Sie lesen das E-Book in den Legimi-Apps auf:
Seitenzahl: 210
Das Hörbuch können Sie hören im Abo „Legimi Premium” in Legimi-Apps auf:
Band 337
Atlans Schachzug
Ruben Wickenhäuser
Cover
Vorspann
1. Schicksale: Imari Neuber
2. Kurs Andromeda
3. Die Freuden einer Flatterratte
4. Schicksale: Imari Neuber
5. Schicksale: Dara und Wanja Norowitch
6. Schicksale: Die PLUTO IX
7. Überraschung im System
8. Imarts Waffe
9. Nothilfe
10. Wie man einen Kreuzer ausweidet
11. Chaos in Nor Tun
12. Unterschlupf oder Grabstätte?
13. Kammerjäger
14. Fang den Atlan
15. Zug um Zug
16. Schach ... und matt?
17. Der Überraschungsgast
18. Rekonvaleszenzen
19. Auf die Reise
Impressum
Im Jahr 2116: Nachdem die Menschen zahlreiche Schwierigkeiten überwunden haben, hoffen sie auf eine friedliche Zukunft. Auf der Erde und den Kolonialwelten arbeitet man vertrauensvoll an gemeinsamen Projekten, oft mit Partnern aus anderen Sternenreichen.

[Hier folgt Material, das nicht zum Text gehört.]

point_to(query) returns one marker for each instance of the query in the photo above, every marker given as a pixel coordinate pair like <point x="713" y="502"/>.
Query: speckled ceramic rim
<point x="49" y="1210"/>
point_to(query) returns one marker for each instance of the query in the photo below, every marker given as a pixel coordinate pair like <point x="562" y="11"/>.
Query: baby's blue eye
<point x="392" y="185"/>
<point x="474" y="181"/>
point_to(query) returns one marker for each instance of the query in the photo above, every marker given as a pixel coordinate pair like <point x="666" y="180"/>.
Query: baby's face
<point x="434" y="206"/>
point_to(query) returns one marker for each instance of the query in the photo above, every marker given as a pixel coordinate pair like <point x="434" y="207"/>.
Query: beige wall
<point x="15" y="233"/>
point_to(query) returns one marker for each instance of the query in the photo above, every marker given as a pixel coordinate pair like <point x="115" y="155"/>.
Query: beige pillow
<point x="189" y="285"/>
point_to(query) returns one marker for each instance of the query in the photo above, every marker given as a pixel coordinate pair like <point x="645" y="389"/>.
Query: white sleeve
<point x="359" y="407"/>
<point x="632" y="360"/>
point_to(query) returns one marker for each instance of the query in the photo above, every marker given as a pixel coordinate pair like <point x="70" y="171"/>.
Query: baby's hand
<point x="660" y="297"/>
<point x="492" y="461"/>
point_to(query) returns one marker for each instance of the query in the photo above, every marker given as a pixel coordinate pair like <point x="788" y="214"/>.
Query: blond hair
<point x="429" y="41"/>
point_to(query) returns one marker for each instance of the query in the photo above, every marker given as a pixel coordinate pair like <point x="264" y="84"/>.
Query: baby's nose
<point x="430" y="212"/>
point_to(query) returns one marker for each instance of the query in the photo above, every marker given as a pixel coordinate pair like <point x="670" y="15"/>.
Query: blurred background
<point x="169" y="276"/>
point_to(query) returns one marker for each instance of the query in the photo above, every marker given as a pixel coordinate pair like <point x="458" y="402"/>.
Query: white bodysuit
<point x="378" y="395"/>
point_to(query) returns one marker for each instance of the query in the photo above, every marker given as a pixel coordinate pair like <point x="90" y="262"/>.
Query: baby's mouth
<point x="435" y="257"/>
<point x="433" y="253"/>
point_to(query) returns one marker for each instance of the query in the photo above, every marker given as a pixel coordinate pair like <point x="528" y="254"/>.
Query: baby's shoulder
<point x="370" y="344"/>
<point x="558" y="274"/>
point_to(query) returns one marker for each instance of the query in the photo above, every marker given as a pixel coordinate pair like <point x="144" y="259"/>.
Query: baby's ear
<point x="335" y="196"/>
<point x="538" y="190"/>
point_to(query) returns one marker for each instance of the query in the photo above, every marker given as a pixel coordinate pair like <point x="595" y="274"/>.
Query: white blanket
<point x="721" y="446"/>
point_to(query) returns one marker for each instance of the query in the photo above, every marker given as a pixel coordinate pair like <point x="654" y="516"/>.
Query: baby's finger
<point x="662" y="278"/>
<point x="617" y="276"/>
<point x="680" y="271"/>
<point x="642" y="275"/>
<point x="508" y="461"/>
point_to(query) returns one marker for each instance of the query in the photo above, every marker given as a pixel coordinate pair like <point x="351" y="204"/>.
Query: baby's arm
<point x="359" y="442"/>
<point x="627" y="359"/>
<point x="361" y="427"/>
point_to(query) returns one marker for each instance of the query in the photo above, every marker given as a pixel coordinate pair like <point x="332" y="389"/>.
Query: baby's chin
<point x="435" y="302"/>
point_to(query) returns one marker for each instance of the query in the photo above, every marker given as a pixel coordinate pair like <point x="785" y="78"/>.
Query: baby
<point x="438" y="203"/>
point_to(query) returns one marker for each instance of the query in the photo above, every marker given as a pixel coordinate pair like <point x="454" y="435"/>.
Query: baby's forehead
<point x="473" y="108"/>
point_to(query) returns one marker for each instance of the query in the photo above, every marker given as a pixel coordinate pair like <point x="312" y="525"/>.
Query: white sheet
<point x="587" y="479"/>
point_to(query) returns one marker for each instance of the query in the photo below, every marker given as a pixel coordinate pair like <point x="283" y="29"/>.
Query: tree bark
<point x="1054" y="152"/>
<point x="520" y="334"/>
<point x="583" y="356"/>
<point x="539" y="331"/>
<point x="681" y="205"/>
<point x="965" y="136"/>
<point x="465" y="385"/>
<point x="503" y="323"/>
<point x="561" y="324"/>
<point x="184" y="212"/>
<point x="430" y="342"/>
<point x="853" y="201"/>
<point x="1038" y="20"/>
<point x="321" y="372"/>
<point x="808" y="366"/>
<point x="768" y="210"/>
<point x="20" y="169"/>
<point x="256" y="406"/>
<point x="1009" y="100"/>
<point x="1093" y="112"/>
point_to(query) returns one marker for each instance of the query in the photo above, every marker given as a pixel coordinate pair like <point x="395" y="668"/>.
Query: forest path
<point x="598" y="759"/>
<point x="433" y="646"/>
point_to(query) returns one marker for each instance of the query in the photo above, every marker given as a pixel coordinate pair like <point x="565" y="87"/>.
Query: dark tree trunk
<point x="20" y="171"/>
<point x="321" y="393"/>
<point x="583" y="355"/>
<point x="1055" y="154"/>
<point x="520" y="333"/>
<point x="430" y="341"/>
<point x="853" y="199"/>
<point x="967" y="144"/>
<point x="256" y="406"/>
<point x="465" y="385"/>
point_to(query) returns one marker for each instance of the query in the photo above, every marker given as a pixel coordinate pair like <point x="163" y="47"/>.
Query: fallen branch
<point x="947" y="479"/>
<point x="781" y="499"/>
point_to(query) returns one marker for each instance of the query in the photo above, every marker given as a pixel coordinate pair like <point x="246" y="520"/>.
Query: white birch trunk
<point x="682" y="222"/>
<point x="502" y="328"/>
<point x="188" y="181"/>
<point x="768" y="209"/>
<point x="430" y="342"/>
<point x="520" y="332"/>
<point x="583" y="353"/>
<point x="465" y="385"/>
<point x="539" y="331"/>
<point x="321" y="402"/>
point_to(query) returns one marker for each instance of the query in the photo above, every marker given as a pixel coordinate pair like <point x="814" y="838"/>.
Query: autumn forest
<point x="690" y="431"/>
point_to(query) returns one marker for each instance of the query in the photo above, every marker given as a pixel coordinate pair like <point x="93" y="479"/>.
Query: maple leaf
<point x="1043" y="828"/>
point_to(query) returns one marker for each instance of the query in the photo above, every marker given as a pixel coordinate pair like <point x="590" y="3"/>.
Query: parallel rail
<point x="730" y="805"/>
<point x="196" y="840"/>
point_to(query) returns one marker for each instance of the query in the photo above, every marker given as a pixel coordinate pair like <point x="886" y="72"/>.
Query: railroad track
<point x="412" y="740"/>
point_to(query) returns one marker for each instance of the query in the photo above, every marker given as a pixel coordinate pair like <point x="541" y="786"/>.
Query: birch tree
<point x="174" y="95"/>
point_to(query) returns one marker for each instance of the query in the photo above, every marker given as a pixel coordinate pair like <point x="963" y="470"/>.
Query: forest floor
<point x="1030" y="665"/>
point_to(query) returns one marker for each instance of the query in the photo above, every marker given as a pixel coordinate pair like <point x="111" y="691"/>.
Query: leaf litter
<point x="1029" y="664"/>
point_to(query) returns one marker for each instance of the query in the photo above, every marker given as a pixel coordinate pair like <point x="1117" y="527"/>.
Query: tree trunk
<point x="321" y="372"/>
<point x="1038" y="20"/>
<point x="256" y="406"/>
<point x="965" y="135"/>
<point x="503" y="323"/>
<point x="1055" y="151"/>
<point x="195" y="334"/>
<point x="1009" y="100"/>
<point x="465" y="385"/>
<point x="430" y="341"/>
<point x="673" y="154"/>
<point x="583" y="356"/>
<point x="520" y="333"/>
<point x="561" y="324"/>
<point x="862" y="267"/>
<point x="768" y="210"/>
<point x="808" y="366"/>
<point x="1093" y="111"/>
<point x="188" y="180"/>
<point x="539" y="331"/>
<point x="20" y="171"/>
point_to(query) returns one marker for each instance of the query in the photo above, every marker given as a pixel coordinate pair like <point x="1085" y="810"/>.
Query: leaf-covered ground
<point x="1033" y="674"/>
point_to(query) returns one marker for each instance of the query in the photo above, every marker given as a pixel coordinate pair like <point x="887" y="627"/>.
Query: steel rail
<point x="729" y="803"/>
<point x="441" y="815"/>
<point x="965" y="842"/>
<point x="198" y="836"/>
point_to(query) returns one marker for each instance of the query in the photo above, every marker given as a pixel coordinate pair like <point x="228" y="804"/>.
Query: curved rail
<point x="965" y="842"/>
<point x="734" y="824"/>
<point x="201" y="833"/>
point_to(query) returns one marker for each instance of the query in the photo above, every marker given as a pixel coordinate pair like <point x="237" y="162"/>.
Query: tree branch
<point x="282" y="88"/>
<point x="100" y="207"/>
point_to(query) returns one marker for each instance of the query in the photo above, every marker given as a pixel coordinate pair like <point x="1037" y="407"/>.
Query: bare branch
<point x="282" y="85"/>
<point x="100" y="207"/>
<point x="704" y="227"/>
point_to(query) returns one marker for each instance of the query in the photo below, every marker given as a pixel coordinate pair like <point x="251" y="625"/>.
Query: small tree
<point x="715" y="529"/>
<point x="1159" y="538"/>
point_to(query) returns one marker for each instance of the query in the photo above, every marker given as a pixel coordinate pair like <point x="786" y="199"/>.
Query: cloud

Dann taucht jedoch ein mysteriöser Junge mit blauen Haaren auf, der Laumae heißt, sich aber auch als Primat bezeichnet. Er hat ein klares Ziel: Perry Rhodan muss sterben. Nur so, glaubt Primat, ist es möglich, eine Katastrophe von der Milchstraße abzuwenden.
Während im Solsystem der Konflikt mit Primat eskaliert, erhält der Arkonide Atlan eine wichtige Nachricht: Der Kontakt zur terranischen Kolonie Imart ist abgebrochen. Als er dort nachforscht, stößt er auf eine Flotte fremder Raumschiffe, die ihn sofort angreifen.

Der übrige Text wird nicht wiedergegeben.